Wednesday, November 26, 2014

A Tale of Two Cities

The father shall not be put to death for the children, neither shall the children be put to death for the fathers: every man shall be put to death for his own sin.

Deuteronomy 24:16

That there, folks, is what Madame Defarge forgot in her unrighteous indignation. And, it appears, it is what we keep on forgetting though we have history – and literature – to look back on as a guide.
An appropriate read for this time, Charles Dickens’ “A Tale of Two Cities.” Dickens touches only lightly on the right or wrong of revolution against an aristocratic society that has forgotten the admonition to care for the poor to look heavily at the oppressed now the oppressors, overcompensating for the forgetfulness and callousness of their oppressors by bringing in the same old oppressions just this time wearing a republican red cap rather than the fussy accoutrements of high society.

Which is worse, Dickens asks: Neglecting the poor or persecuting the innocent?

But not really. He equates them as equally hideous.
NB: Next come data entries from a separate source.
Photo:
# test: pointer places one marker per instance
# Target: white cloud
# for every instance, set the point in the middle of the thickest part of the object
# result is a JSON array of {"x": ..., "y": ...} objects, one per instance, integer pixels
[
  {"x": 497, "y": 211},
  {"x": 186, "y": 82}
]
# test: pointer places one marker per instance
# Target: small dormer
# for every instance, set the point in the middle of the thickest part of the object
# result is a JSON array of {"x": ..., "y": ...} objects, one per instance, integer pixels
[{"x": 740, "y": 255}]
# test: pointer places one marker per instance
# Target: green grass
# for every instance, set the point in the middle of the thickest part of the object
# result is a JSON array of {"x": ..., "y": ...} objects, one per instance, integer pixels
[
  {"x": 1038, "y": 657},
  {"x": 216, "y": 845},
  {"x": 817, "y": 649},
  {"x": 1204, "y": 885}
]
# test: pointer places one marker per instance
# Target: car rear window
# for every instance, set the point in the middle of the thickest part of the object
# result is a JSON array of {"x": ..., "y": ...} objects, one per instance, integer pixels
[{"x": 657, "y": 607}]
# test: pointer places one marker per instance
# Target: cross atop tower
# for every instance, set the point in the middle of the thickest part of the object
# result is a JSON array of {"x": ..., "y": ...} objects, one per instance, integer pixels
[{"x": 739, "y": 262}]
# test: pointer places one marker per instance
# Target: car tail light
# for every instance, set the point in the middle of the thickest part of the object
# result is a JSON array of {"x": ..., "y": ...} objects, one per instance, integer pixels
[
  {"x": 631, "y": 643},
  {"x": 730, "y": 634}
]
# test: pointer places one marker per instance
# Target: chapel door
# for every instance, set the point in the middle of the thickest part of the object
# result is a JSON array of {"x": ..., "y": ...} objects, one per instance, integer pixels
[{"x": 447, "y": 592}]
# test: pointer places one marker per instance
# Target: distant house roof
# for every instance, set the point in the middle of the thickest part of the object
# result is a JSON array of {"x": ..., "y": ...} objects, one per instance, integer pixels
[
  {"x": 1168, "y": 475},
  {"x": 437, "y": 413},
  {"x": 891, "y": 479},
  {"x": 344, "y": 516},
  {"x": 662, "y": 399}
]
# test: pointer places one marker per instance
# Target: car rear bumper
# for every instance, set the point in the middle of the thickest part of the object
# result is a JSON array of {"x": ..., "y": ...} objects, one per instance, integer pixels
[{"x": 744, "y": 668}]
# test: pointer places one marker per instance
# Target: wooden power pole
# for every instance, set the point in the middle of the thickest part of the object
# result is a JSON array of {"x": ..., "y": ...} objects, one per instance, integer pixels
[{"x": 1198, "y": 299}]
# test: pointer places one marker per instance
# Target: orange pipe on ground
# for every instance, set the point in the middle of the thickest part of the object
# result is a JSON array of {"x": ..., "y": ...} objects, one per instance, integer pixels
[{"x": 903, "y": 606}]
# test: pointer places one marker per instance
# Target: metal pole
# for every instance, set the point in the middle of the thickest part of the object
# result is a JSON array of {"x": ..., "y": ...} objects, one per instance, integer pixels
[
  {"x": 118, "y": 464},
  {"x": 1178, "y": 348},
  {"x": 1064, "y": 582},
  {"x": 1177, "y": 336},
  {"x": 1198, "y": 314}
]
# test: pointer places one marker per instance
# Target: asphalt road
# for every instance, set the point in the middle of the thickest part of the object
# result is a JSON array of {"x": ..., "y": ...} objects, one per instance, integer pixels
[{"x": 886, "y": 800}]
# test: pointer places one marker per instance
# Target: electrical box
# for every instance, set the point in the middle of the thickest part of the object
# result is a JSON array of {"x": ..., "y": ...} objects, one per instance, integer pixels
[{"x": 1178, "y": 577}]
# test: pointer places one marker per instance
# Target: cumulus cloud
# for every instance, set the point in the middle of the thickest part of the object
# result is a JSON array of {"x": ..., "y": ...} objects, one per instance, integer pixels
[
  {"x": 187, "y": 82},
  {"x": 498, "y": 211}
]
And who is the real selfless hero of Dickens’ take? Is it Sydney Carton, who selflessly takes Charles Darnay’s place at the guillotine? I rather think it is Miss Pross, the Ur-peasant who strikes the blow against Madame Defarge and helps Charles and his family escape.
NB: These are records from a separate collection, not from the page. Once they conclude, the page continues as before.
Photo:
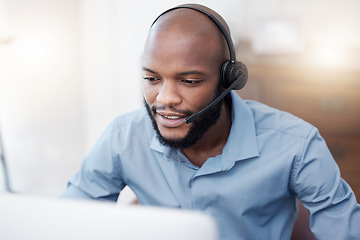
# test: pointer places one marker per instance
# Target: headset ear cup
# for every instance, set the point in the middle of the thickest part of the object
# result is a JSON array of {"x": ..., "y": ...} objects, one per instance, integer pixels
[{"x": 234, "y": 72}]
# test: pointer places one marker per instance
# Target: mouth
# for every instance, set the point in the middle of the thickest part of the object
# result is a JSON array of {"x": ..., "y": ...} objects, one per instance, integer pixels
[{"x": 169, "y": 119}]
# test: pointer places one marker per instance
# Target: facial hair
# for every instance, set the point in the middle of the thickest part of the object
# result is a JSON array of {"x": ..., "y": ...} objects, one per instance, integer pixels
[{"x": 197, "y": 130}]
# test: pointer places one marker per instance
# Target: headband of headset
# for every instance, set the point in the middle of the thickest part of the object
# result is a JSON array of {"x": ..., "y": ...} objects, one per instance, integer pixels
[{"x": 214, "y": 20}]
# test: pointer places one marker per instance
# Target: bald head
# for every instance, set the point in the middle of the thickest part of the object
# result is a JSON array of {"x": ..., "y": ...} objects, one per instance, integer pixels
[{"x": 190, "y": 23}]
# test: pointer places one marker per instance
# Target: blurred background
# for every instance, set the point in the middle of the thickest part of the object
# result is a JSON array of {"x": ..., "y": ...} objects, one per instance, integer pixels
[{"x": 68, "y": 67}]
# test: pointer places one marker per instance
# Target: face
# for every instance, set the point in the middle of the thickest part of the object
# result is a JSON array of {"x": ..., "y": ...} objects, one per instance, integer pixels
[{"x": 181, "y": 76}]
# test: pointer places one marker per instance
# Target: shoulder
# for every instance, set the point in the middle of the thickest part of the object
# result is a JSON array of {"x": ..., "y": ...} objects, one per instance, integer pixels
[{"x": 267, "y": 118}]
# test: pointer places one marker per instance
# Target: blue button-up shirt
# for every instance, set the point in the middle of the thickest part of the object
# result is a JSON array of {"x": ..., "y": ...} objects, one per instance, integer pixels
[{"x": 270, "y": 158}]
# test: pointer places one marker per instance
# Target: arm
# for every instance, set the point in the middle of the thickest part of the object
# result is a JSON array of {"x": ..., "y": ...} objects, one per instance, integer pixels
[
  {"x": 99, "y": 177},
  {"x": 316, "y": 180}
]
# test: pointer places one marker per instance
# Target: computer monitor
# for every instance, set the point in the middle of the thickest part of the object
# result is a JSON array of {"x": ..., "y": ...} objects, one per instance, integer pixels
[{"x": 44, "y": 218}]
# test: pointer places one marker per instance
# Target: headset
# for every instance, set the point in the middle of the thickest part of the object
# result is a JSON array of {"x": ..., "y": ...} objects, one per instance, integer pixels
[{"x": 233, "y": 74}]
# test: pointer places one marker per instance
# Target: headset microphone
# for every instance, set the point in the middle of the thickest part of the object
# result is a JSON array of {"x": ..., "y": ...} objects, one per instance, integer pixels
[{"x": 242, "y": 75}]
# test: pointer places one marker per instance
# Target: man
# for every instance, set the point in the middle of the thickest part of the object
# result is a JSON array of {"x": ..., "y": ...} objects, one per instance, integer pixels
[{"x": 241, "y": 161}]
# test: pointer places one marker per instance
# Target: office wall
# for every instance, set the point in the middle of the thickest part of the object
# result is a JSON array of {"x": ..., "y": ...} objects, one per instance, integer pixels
[{"x": 74, "y": 65}]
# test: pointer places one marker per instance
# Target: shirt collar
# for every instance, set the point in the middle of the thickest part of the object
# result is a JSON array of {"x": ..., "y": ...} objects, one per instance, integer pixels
[{"x": 241, "y": 144}]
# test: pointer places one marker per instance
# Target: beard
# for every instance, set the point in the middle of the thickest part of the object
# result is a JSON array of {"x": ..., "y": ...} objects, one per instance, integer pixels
[{"x": 197, "y": 130}]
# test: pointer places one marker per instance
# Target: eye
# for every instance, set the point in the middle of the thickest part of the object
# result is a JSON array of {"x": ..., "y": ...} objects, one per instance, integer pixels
[
  {"x": 191, "y": 82},
  {"x": 151, "y": 79}
]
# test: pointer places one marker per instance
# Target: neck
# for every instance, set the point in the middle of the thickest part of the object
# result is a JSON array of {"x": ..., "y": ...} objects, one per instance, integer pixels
[{"x": 213, "y": 141}]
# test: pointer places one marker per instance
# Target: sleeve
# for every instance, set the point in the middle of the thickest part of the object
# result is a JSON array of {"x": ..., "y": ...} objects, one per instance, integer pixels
[
  {"x": 316, "y": 180},
  {"x": 100, "y": 175}
]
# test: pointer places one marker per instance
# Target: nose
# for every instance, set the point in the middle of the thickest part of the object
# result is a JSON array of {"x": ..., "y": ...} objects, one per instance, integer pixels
[{"x": 169, "y": 94}]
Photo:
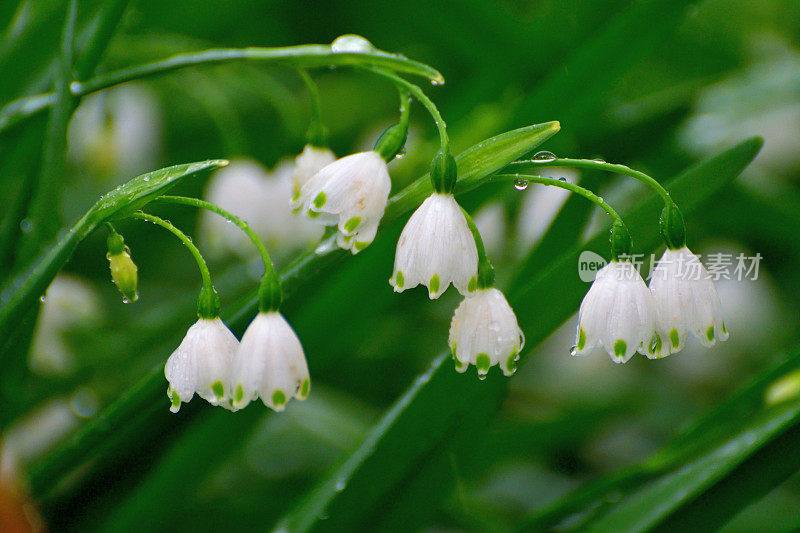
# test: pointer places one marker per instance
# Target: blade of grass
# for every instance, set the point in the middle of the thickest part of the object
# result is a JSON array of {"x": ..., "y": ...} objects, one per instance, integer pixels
[{"x": 304, "y": 56}]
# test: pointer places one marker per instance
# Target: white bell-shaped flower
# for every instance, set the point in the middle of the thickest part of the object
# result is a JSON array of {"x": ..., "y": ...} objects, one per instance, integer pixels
[
  {"x": 619, "y": 314},
  {"x": 201, "y": 364},
  {"x": 436, "y": 248},
  {"x": 258, "y": 196},
  {"x": 484, "y": 332},
  {"x": 269, "y": 364},
  {"x": 310, "y": 161},
  {"x": 350, "y": 193},
  {"x": 686, "y": 300}
]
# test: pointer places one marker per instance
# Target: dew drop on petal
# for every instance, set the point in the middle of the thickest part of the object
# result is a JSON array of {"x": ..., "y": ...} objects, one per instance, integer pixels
[
  {"x": 573, "y": 350},
  {"x": 544, "y": 156}
]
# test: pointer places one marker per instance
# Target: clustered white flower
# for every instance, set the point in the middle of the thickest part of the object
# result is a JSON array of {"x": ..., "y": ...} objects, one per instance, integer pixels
[
  {"x": 621, "y": 314},
  {"x": 484, "y": 333},
  {"x": 268, "y": 363},
  {"x": 350, "y": 193},
  {"x": 436, "y": 248}
]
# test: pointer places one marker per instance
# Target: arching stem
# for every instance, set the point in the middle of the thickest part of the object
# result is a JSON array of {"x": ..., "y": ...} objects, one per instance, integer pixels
[
  {"x": 270, "y": 282},
  {"x": 208, "y": 302}
]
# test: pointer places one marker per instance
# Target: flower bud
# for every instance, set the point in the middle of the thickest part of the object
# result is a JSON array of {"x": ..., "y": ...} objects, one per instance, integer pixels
[{"x": 123, "y": 269}]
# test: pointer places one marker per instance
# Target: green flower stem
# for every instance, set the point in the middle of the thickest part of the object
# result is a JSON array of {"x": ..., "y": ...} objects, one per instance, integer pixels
[
  {"x": 620, "y": 236},
  {"x": 100, "y": 34},
  {"x": 270, "y": 281},
  {"x": 553, "y": 182},
  {"x": 485, "y": 268},
  {"x": 596, "y": 165},
  {"x": 207, "y": 301},
  {"x": 304, "y": 56},
  {"x": 317, "y": 134},
  {"x": 418, "y": 93}
]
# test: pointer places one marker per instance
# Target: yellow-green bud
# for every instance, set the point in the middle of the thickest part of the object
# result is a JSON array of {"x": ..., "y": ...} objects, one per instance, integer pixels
[{"x": 124, "y": 273}]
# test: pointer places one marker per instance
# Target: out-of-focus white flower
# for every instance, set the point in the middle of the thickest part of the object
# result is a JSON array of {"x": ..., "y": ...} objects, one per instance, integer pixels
[
  {"x": 201, "y": 364},
  {"x": 70, "y": 302},
  {"x": 686, "y": 300},
  {"x": 259, "y": 198},
  {"x": 32, "y": 436},
  {"x": 310, "y": 161},
  {"x": 436, "y": 248},
  {"x": 269, "y": 364},
  {"x": 484, "y": 332},
  {"x": 117, "y": 133},
  {"x": 350, "y": 193},
  {"x": 619, "y": 314}
]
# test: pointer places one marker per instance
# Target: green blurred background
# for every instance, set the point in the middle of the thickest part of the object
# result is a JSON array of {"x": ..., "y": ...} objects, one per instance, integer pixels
[{"x": 655, "y": 85}]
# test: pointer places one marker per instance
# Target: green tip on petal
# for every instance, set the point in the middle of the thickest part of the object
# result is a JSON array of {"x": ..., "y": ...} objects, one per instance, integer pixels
[
  {"x": 655, "y": 343},
  {"x": 581, "y": 338},
  {"x": 433, "y": 284},
  {"x": 305, "y": 387},
  {"x": 620, "y": 347},
  {"x": 278, "y": 398},
  {"x": 175, "y": 398},
  {"x": 351, "y": 224},
  {"x": 483, "y": 362},
  {"x": 674, "y": 338},
  {"x": 511, "y": 362}
]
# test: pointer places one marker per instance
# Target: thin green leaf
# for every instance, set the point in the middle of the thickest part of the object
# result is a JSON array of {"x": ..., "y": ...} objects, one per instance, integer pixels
[
  {"x": 304, "y": 56},
  {"x": 666, "y": 497},
  {"x": 26, "y": 288}
]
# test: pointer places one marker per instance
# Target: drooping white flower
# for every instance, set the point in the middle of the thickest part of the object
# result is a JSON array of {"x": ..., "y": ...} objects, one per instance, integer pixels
[
  {"x": 484, "y": 332},
  {"x": 269, "y": 364},
  {"x": 436, "y": 248},
  {"x": 310, "y": 161},
  {"x": 350, "y": 193},
  {"x": 619, "y": 314},
  {"x": 201, "y": 364},
  {"x": 258, "y": 197},
  {"x": 686, "y": 300}
]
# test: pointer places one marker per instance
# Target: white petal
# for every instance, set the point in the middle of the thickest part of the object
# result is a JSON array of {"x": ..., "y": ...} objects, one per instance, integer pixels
[
  {"x": 351, "y": 193},
  {"x": 484, "y": 326},
  {"x": 308, "y": 163},
  {"x": 686, "y": 299},
  {"x": 436, "y": 248},
  {"x": 201, "y": 363},
  {"x": 269, "y": 364},
  {"x": 618, "y": 313}
]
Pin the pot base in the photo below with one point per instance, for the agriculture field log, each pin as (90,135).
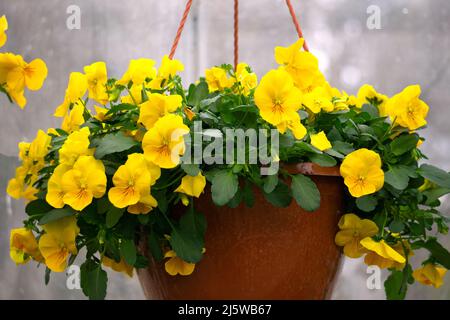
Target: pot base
(261,252)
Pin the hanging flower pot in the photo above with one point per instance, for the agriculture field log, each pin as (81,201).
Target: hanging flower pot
(260,252)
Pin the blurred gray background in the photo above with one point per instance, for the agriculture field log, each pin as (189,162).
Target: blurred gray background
(411,46)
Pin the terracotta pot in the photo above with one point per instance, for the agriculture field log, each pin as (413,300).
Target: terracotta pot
(261,252)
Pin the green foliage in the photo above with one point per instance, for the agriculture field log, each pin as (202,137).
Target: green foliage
(305,192)
(113,143)
(93,280)
(224,186)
Then there is Dr. Alexandre Manette, father-in-law to Charles, who learns the price for revolutionary passion. He righteously condemns the Evremonde family “them and their descendants, to the last of their race” when the aristocratic Evremondes throw him in jail for threatening to reveal their crimes against Madame Defarge’s family, then has to pay double the price when Charles is condemned to die by his own passionate words.

That may be the hidden message of the novel: Careful what you say in fits of revolutionary passion, because when you call for an eye for an eye and a tooth for a tooth, you never know how close that blow will come to your own, and everyone ends up blind and toothless in the end.
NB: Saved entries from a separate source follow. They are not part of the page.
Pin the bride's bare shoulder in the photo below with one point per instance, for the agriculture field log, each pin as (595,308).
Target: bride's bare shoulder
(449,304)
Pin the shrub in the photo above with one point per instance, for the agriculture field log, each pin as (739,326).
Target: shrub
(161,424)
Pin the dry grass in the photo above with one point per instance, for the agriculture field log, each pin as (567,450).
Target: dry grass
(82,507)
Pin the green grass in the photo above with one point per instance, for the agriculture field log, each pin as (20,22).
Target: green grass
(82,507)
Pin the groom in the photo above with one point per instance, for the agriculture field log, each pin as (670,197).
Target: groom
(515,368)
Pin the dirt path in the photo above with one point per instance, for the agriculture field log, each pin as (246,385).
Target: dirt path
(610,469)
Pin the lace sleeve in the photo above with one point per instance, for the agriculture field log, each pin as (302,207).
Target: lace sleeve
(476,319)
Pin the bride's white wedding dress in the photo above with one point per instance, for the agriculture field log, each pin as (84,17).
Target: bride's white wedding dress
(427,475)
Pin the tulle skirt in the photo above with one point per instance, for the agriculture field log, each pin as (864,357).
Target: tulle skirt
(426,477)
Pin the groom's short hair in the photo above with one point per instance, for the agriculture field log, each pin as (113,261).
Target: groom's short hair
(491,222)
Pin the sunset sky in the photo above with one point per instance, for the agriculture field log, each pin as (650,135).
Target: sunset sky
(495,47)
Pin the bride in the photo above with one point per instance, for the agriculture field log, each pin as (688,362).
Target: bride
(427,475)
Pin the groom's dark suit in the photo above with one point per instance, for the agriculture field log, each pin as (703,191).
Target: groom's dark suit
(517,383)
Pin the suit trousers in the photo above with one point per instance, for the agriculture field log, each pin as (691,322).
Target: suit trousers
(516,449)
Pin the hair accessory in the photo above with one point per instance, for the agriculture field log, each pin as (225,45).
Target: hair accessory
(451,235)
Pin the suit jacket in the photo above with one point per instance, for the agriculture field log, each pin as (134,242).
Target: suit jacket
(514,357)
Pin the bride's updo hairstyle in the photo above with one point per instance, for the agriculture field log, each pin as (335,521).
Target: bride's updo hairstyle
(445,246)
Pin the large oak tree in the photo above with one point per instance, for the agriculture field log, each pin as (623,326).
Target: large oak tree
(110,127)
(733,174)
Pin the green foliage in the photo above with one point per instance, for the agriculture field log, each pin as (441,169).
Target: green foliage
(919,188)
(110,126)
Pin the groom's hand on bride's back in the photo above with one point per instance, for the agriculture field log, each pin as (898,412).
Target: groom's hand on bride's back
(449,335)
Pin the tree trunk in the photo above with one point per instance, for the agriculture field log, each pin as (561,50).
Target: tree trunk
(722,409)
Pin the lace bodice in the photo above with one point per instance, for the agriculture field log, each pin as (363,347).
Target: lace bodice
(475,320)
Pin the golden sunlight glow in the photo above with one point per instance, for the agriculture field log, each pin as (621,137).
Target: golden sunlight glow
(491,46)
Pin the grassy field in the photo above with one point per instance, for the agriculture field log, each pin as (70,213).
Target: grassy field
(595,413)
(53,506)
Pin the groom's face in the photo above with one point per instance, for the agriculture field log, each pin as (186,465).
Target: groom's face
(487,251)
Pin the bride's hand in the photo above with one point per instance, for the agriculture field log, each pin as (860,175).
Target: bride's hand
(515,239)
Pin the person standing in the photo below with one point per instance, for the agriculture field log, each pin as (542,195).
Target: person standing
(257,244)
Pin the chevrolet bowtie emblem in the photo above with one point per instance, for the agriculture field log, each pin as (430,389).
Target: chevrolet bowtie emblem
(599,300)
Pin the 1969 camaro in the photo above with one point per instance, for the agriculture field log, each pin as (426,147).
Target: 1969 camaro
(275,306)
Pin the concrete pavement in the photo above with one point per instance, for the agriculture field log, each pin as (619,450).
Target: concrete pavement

Dickens’ work oozes with messages, though. One in particular applies today, as we watch Ferguson, Missouri, burn as protesters decry the lack of justice in the shooting of Michael Brown. On this situation there can be no fence-sitters, and the message from Dickens would be clear: There is a divide of justice as far as Black America and White America go, and those who feel too much comfort in the justice doled out in this case would best remember their passion when time comes to pay for it – just as those who lie on the other side of justice ought to remember to show the constraint and mercy and justice they see lacking from the other side of the realm.

And speaking of endings – here’s a book with both a famous beginning (It was the best of times, it was the worst of times) and a famous ending: It is a far, far better thing that I do, than I have ever done; it is a far, far better rest that I go to than I have ever known.